Arab Street is now well known for selling carpets and textiles. The whole of the Arab street stretch as we know of is a tourist attraction. Being heavily branded as such, one would expect sales to be booming for the patrons here however the opposite is true.  However, talking to one of the shop owners i found out that tourists do not come into the shops much and even if they do, it is too look around and snap photos without making any purchases. Even if they visited for shopping, it would only be before 9AM which is before they are even open. I discovered that tourist agents expect a commission of $10 per person before they will entice their clients to purchase the products. The vendors along Arab Street do not accede to this and hence, they experience a lack of business from these tourist groups. This is unlike other places such as Chinatown where shop owners agree to pay the fee. They also compared how business was like then and now, where they said that it is very difficult to get buyers now as compared to then when they used to be so busy they hardly had time for lunch. From here i could not help but ponder about the future of these shops - what if business continues dwindling over the years? Will we see the end of this iconic stretch of shops that has long coloured our Singaporean landscape? The future may not be as we remember it now 


The Aljunied Brothers at No. 91 & 95

Along the street are two shops under the same name, 'Aljunied Brothers'. Both are registered businesses, and are 3rd generation shops. Back then, they were originally ran by two brothers from the Aljunied family which means the current owners are their grandchildren who are 2nd cousins with each other. The shop at 91 specialises in textile lace, and the one at 95 in attar and batik. One may wonder the need for separate shops under the same name and hence i went to enquire:



(1) The first shop used to sell Batik in the past as it had a workshop in Indonesia, but now it specializes in Peranakan Kebaya and has been doing so for about 20 years. Almost 99% of their customers are local, and 80% of which are Peranakans. The strong appeal to the Peranakans is due to the production of handmade and exclusive batik - which is how the shop differentiates itself from the rest of the businesses here producing the same goods.

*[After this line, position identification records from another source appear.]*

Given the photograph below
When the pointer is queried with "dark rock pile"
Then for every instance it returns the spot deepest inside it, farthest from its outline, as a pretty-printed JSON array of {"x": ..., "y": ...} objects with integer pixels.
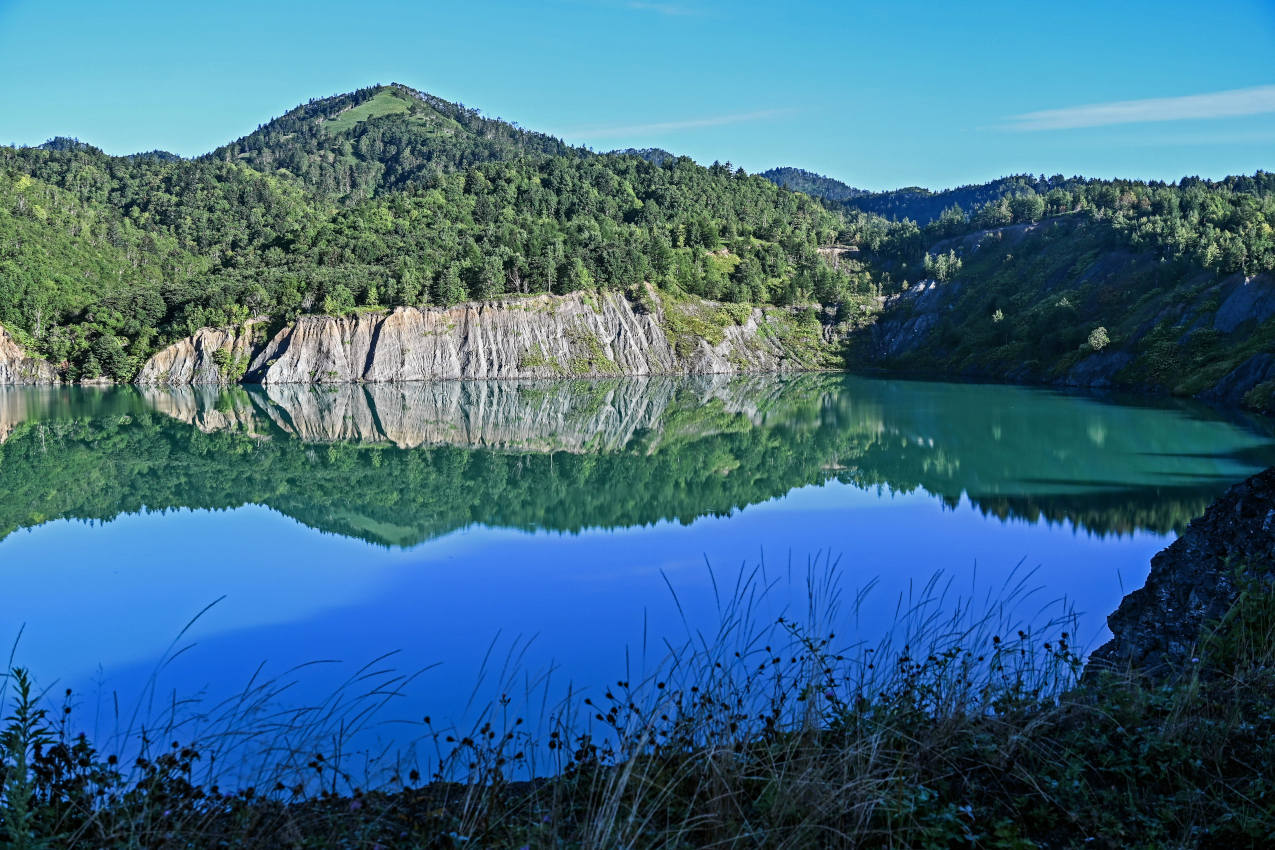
[{"x": 1195, "y": 581}]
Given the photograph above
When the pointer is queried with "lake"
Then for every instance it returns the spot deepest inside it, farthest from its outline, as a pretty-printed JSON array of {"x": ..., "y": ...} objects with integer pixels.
[{"x": 522, "y": 526}]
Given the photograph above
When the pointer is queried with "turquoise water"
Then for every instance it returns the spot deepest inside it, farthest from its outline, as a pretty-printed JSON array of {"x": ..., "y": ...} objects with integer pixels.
[{"x": 466, "y": 520}]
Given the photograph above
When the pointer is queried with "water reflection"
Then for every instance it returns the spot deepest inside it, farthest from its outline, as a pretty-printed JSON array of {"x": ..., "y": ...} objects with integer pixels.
[{"x": 400, "y": 464}]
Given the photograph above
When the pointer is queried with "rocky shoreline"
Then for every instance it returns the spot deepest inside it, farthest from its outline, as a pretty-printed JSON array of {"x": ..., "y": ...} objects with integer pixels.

(2) The second shop is Aljunied Brothers at No. 95, which carries agarwood (an aromatic, resinous wood) and its related products, frankincense and myrrh from Oman and Greece and a wide variety of perfume oils from the Middle East and France. Here, one can also find Black Seed (Nigella Sativa) products, traditionally used in the east to strengthen the immune system, and the prized Arabian honey from Wadi Do’an in Hadhramaut. It has been selling the same product for all the years that it has been around. The shop is popular with locals and has a fair share of customers from the Middle East. Aljunied Brothers was established in 1966 by Mr Syed Haroon Bin Hassan Aljunied and his sons, Mr Abdullah bin Haroon Aljunied and Mr Junied Bin Haroon Aljunied. Syed Haroon started his business by selling perfumes and had earlier set up Toko Aljunied in 1938, then located at 737 North Bridge Road. Aljunied Brothers is now managed by his grandsons, Mr Hasan and Mr Ahmad Abdullah Aljunied.

I have heard of the 'Aljunied' fued online where allegedly, the brothers quarrelled and had a huge argument, leading to their separation and producing two different shops with similar names. But upon talking to the owners, I found out the 'feud' had been blown out of proportion. The brothers had simply wanted to diversify and focus on selling different things and hence the separation was for practical reasons. Nevertheless, the longevity of the two stores are a testament to the legacy of the Arabs in trading in Singapore.